Some important details:
- Our program must have the exact same output as sh (/bin/sh) as well as the exact same error output.
- We were limited by allowed for use functions and system calls, that’s why you will see in some images using, for example, function _strdup (which we recorded) instead of standard strdup.
Read the command line.
The shell runs in an infinite loop. It is always waiting for the next command to be entered by the user. Once a command is entered, the standard input is read and put into a buffer using getline.
Function getline takes a buffer and fills it with what it reads from the command line (standard input).
Split line into the tokens.
The buffer gets tokenized. We use function strtok for this. Tokenize means to break up into pieces. Shell breaks up the buffer. After it represents easily readable strings that can be passed to commands.
Function strtok takes 2 arguments: a string that you want to modify, a string that defines what delimiters it should look for. In our case it is a space. Strtok finds the first entry of the delimiter and makes it a null byte \0. Then tracks right after the delimiter.
Strings are read until the null byte. To grab all iterations we use a variable token. It will hold the string until we work with it. Each call parse the same string. The first parameter is NULL. Tokens need to be saved to be used later. We use strdup to create a place to hold in a new space in memory.
Strtok returns a pointer to the first token found in the string. A null pointer is returned if there are no tokens left to retrieve.
The whole operation will look like this:
Both command line arguments are saved. Next call to strtok will return NULL, so we know where to stop searching.
Check for alias.
We did not implement aliases in our project, but … Aliases are shortcuts to regular commands. The alias implementation can be done using data structures like:
The char *alias_name will be compared with the user’s command. If they are equal the char *real_name will be returned. So, we will replace the alias for the real command. Then take it to the parsing process.
Check for built-in’s.
In our project we implemented the exit built-in and environment. For check we use our version of function strcmp. Function strcmp takes 2 arguments: the first and the second string to be compared.
As the second string was used names of build-ins.

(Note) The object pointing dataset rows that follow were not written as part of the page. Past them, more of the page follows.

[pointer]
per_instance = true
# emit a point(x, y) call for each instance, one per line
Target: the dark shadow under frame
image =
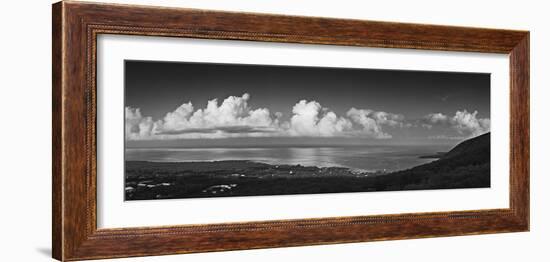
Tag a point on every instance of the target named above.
point(75, 28)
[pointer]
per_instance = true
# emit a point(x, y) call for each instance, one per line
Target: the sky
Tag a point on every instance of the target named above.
point(178, 104)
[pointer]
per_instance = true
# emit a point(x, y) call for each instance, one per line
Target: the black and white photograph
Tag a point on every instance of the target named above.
point(196, 130)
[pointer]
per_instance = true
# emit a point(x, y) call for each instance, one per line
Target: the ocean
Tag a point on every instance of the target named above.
point(364, 158)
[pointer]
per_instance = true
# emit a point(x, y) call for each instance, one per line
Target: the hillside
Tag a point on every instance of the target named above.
point(467, 165)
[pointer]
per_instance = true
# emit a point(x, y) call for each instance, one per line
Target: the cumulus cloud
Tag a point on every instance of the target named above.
point(369, 123)
point(308, 119)
point(463, 122)
point(235, 118)
point(136, 126)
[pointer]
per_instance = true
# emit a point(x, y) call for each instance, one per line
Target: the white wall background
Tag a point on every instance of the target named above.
point(25, 150)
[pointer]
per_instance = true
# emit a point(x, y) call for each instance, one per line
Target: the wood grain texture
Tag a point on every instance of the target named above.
point(76, 26)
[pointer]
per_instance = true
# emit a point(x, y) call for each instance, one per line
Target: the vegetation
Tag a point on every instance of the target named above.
point(465, 166)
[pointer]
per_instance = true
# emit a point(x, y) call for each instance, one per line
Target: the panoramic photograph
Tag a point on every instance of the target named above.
point(198, 130)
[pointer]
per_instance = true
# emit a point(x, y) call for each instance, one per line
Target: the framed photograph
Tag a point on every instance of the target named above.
point(181, 130)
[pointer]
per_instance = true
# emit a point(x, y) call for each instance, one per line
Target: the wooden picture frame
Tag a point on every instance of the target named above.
point(76, 26)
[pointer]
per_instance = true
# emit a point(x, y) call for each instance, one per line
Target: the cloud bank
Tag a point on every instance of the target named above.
point(235, 118)
point(463, 122)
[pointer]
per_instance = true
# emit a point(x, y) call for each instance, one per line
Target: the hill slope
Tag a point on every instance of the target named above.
point(467, 165)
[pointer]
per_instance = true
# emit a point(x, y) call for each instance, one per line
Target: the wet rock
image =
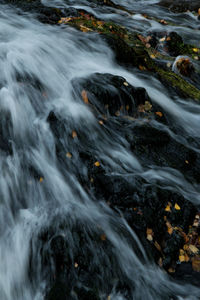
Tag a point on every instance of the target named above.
point(80, 261)
point(175, 44)
point(184, 66)
point(185, 273)
point(153, 145)
point(180, 5)
point(6, 128)
point(111, 94)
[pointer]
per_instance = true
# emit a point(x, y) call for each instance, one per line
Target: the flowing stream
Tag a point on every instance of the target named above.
point(33, 53)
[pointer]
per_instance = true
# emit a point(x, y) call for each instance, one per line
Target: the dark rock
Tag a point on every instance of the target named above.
point(109, 93)
point(180, 5)
point(185, 274)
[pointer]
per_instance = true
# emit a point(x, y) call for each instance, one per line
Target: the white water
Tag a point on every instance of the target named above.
point(55, 56)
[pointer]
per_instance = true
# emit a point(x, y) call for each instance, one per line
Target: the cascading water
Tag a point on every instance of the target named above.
point(42, 198)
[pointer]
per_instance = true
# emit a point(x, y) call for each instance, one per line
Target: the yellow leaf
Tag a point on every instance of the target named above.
point(103, 237)
point(158, 113)
point(182, 258)
point(84, 96)
point(196, 263)
point(171, 270)
point(186, 247)
point(170, 230)
point(193, 249)
point(177, 207)
point(85, 29)
point(149, 237)
point(157, 246)
point(168, 207)
point(74, 134)
point(147, 106)
point(69, 155)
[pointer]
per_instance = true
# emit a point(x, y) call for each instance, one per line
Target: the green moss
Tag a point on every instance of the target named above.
point(177, 82)
point(129, 49)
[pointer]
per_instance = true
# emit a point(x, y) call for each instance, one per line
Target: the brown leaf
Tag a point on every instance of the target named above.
point(193, 249)
point(74, 134)
point(69, 155)
point(196, 263)
point(84, 96)
point(103, 237)
point(158, 113)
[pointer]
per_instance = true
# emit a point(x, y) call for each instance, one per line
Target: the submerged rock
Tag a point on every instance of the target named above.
point(180, 5)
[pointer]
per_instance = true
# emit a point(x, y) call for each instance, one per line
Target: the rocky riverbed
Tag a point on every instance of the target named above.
point(99, 149)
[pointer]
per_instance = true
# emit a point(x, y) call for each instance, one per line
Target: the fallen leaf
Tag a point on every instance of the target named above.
point(147, 106)
point(84, 96)
point(170, 230)
point(158, 247)
point(149, 231)
point(97, 163)
point(160, 262)
point(168, 207)
point(158, 113)
point(162, 39)
point(193, 249)
point(85, 29)
point(177, 207)
point(163, 22)
point(196, 263)
point(149, 237)
point(171, 270)
point(181, 258)
point(74, 134)
point(103, 237)
point(69, 155)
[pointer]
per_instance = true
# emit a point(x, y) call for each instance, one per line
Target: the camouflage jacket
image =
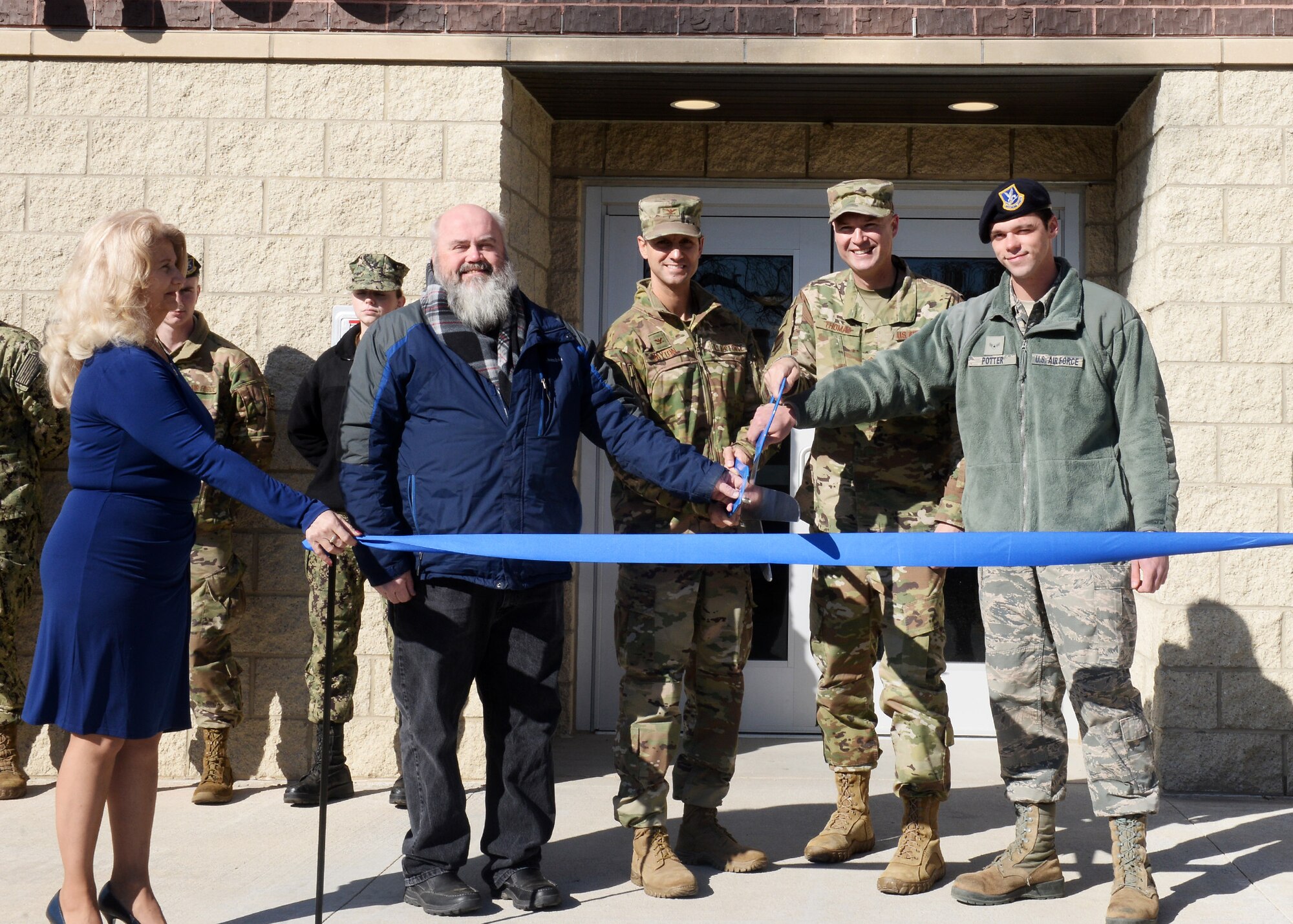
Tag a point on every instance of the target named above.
point(232, 387)
point(700, 380)
point(32, 429)
point(903, 474)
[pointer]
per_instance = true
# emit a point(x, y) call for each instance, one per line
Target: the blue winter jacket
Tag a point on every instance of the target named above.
point(429, 446)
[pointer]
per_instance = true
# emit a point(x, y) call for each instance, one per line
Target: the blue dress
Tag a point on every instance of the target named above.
point(113, 652)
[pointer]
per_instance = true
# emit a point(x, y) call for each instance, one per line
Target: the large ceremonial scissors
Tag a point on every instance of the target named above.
point(748, 471)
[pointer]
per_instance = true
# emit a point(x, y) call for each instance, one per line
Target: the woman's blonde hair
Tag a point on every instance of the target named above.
point(103, 298)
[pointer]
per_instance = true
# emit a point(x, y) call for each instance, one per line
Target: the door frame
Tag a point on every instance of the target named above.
point(793, 200)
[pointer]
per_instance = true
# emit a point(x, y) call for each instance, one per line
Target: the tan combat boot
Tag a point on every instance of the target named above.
point(218, 775)
point(703, 841)
point(917, 862)
point(1029, 868)
point(1135, 899)
point(849, 832)
point(657, 868)
point(14, 780)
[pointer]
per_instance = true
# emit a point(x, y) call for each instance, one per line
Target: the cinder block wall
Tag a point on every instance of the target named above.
point(280, 174)
point(1204, 205)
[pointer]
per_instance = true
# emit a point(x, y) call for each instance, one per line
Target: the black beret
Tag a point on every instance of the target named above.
point(1012, 200)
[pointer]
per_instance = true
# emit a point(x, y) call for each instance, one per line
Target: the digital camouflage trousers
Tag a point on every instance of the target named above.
point(679, 628)
point(853, 611)
point(347, 619)
point(1056, 628)
point(17, 575)
point(217, 607)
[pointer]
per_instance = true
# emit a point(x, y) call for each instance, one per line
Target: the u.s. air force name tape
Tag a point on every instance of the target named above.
point(930, 550)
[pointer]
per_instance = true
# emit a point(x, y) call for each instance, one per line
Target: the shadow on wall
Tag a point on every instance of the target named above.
point(1221, 724)
point(153, 15)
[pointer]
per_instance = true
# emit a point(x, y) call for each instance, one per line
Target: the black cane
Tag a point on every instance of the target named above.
point(325, 736)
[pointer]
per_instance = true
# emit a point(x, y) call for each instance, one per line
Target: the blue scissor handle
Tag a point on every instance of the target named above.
point(758, 449)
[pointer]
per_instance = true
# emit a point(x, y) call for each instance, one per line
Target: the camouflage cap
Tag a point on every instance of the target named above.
point(864, 197)
point(670, 214)
point(377, 274)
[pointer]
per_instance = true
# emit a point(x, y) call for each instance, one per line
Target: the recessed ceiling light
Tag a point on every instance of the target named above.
point(695, 105)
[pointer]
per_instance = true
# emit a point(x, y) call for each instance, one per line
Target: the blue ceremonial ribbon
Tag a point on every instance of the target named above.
point(930, 550)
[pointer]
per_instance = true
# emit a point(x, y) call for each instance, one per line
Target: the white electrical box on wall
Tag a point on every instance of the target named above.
point(343, 319)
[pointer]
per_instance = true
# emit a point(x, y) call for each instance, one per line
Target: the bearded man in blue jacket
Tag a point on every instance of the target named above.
point(464, 416)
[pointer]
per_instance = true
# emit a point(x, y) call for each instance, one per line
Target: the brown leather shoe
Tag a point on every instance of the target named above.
point(703, 841)
point(14, 780)
point(1029, 868)
point(849, 831)
point(218, 775)
point(1136, 898)
point(657, 868)
point(917, 863)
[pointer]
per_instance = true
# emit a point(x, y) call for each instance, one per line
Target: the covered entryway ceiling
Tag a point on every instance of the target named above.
point(1053, 96)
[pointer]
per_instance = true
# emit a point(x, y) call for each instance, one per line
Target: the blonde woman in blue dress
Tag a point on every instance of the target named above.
point(112, 656)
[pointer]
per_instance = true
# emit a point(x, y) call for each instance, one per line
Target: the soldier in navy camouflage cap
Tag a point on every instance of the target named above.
point(377, 274)
point(377, 289)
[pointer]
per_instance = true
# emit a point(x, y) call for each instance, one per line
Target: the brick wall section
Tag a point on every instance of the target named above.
point(597, 151)
point(773, 17)
point(1206, 252)
point(279, 177)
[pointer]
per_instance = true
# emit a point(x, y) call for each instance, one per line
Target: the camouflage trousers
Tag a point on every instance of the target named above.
point(17, 574)
point(853, 608)
point(1056, 628)
point(347, 616)
point(679, 628)
point(217, 605)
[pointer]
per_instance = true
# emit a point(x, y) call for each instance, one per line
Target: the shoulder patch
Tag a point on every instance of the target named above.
point(28, 372)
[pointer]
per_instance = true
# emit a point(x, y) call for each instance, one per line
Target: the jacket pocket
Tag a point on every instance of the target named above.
point(1084, 495)
point(413, 502)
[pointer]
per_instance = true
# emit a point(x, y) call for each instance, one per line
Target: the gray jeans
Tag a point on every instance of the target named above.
point(510, 642)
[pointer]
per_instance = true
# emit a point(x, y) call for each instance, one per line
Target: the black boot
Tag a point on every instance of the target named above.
point(306, 791)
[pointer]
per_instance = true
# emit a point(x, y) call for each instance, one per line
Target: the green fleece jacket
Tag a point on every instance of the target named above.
point(1065, 429)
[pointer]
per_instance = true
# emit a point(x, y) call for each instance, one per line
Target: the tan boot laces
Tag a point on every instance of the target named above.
point(210, 765)
point(8, 753)
point(712, 819)
point(910, 844)
point(1023, 827)
point(660, 850)
point(1131, 861)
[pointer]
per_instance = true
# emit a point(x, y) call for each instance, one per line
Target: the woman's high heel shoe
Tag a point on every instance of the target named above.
point(112, 907)
point(55, 912)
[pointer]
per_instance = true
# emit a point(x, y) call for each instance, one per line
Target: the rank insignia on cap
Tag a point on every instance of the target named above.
point(1012, 199)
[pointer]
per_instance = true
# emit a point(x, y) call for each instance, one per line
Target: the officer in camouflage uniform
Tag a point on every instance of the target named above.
point(696, 368)
point(314, 427)
point(888, 477)
point(1066, 427)
point(32, 431)
point(232, 387)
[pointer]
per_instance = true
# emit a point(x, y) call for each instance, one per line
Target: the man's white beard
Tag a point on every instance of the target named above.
point(482, 305)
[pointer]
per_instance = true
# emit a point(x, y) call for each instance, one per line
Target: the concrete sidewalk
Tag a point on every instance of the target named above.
point(253, 862)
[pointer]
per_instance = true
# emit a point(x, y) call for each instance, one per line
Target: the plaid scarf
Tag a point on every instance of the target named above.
point(495, 358)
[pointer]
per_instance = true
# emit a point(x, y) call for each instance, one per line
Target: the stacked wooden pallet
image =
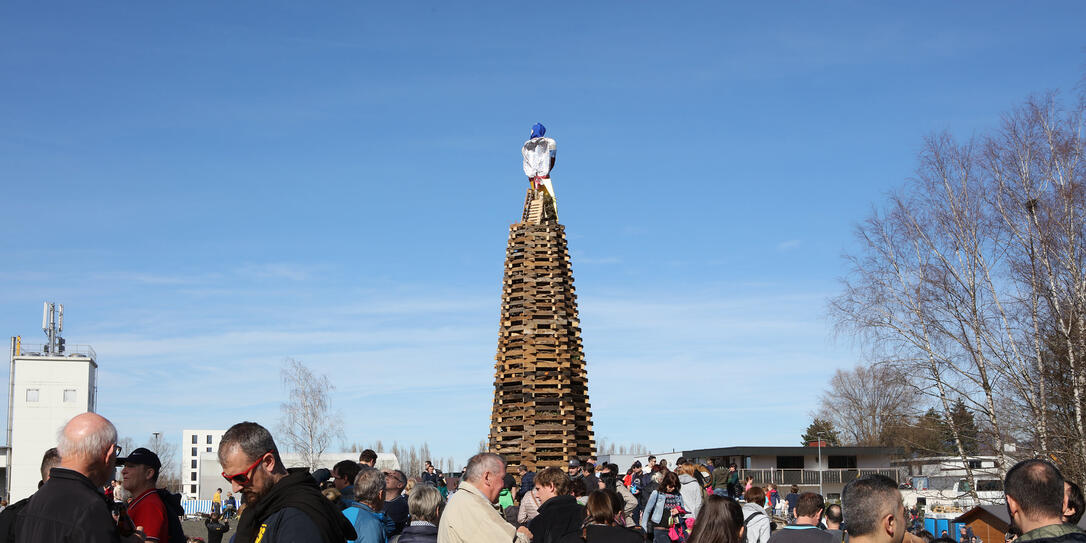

If function return value = 0, it indicates str1 is equal to str2.
The function print_env() prints the current environment.
Check for binary in PATH (/bin).
We will search for the environment PATH. It contains all the directories where we will look for the executable files. Check if the user’s command exists at the directories of the PATH. If yes, transforms it to the full path, clear for shell.
Function _getenv return pointer to the string — full PATH value. It captures it in a variable that will get tokenized the same way as the command line.
After that we will split PATH into tokens. So we split the string till delimiter receiving the first element.
After receiving all other elements of the string value of the PATH.
Using function _strdup to store all the elements. After Simple shell will change into each directory in the path and search inside each directory for the command.
A while loop is started either the file is found in one of the directories or nothing is found. After changing directories, stat is used to check if the command is present in the directory.
Before concatenation: “ls”. After concatenation: “/bin/ls”
When concatenation is over, the shell changes back to the directory it was in. Then passes the newly created argument to the execution phase.
Execution phase. Fork.
So we found “ls” in the /bin directory. “/bin/ls” is passed into the execution. We will create a child process using a fork.
After creation of the child process, it will return a number in the form of a process ID. If the parent process is the one who forked the child, a number greater than 0 will be present. If the child tries to grab the number, it will be 0. The parent process waits for the child process to end using wait.
Why do we need to fork a child process ?
When the function execve executes, data of the calling process will be lost. They will be overwritten by the program loaded (text, data, stack). Using pid numbers, the shell can tell when it’s a child process. It executes in the child process. The parent process rests untouched in it’s infinite loop. The parent process will wait until the child process is done executing.
We use the function wait to wait for state changes in a child process, obtains information about the changes status. When status changes, the parent process will start executing again. “ls -l” was executed and the child process ended.
Image 5. Output. The command “ls -l” was executed.
The parent process goes back to the beginning of the infinite loop. A command prompt will be printed and the shell will wait for another command. The process will start again.
Co-author of the project is Aurelie Cedia.